Cellphones proved their mettle during the coverage of Hurricane Katrina, but they haven’t been used yet to transmit live video. That is changing as companies introduce the software needed to handle a live video feed from a cellphone. This capability can help reporters in dicey situations, where access with big, bulky cameras could be tough, Ms. Malcolm said.

She and Mr. Berkman visited Madrid, Spain-based Createcna, which demonstrated its News Mobile Studio software package for producers and editors in the control room. The package is used to receive and manipulate cellphone video sent live from 3G phones, the new slate of advanced cellphone that is just beginning to be available in the U.S.

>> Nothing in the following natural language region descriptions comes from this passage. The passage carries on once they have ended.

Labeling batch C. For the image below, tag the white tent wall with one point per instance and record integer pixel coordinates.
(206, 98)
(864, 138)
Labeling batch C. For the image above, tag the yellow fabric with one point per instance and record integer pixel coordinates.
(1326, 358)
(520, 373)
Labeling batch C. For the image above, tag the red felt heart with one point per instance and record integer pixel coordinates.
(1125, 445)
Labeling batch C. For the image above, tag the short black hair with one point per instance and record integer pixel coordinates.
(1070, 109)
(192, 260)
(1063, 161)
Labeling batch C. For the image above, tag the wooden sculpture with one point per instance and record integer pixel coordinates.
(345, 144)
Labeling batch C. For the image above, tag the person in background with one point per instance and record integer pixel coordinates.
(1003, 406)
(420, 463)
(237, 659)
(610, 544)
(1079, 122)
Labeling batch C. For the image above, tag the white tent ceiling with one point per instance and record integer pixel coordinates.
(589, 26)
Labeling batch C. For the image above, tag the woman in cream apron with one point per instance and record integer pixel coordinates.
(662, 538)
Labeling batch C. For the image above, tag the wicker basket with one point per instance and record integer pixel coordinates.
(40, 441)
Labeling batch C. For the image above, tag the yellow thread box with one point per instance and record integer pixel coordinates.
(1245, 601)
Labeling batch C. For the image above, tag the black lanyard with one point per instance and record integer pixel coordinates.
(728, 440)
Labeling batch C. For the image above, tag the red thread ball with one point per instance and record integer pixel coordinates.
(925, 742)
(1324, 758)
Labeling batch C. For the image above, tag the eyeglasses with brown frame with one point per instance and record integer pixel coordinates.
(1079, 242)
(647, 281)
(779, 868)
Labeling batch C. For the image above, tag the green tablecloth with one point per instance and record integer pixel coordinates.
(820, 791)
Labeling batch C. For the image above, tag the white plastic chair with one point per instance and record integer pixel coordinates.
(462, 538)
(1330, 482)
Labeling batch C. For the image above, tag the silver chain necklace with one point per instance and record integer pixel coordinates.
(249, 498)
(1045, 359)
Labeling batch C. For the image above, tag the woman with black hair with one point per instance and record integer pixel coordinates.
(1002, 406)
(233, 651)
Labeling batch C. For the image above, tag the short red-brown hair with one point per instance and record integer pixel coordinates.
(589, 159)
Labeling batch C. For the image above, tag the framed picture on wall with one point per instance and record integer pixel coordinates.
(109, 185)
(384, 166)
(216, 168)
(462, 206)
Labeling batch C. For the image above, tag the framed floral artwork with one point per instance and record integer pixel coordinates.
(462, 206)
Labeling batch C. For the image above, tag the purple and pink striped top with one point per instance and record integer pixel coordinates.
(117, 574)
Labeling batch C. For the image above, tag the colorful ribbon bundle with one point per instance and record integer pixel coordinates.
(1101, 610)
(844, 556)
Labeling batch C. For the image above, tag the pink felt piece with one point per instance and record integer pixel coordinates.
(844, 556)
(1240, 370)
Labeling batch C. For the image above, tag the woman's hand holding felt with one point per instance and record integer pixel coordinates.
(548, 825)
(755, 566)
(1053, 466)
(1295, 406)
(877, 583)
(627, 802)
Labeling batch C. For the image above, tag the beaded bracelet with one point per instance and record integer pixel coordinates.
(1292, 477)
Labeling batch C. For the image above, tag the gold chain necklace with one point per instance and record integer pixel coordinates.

“So if I’m in the field, I can put up a phone and be live on the air, and it’s being recorded into the server at the same time,” Mr. Berkman said. The software interface enables producers to access the footage again for later use.

CNN also checked out new capabilities from Anystream, which encodes video for CNN.com and CNN’s broadband channel CNN Pipeline. CNN is using Anystream technology as it explores delivering Pipeline content on Sony PlayStation Portables, iPods and other portable devices. The Anystream software at once formats video so it can be played out on multiple platforms.

“Video podcasting and PSPs are the next frontier,” Ms. Malcolm said. “We are exploring what it would take to add that,” she said.

The gadget Ms. Malcolm and Mr. Berkman are most likely to buy first is an automated TelePrompTer they looked at from Autoscript. The product is voice-activated, so the words flow at the speed the anchor is speaking. Currently, many CNN Pipeline anchors use foot or hand pedals to control the TelePrompTer, which can be distracting.

“[A voice-activated prompter] makes the anchors happy and they can focus on content,” she said.

Before committing any dollars, news outlets must ensure that new tools can play nice with existing systems, Ms. Malcolm said. If they don’t integrate into the larger CNN news-gathering infrastructure, then they won’t fly.

“There are technologies out there that can make the workflow easier and make the content better,” she said.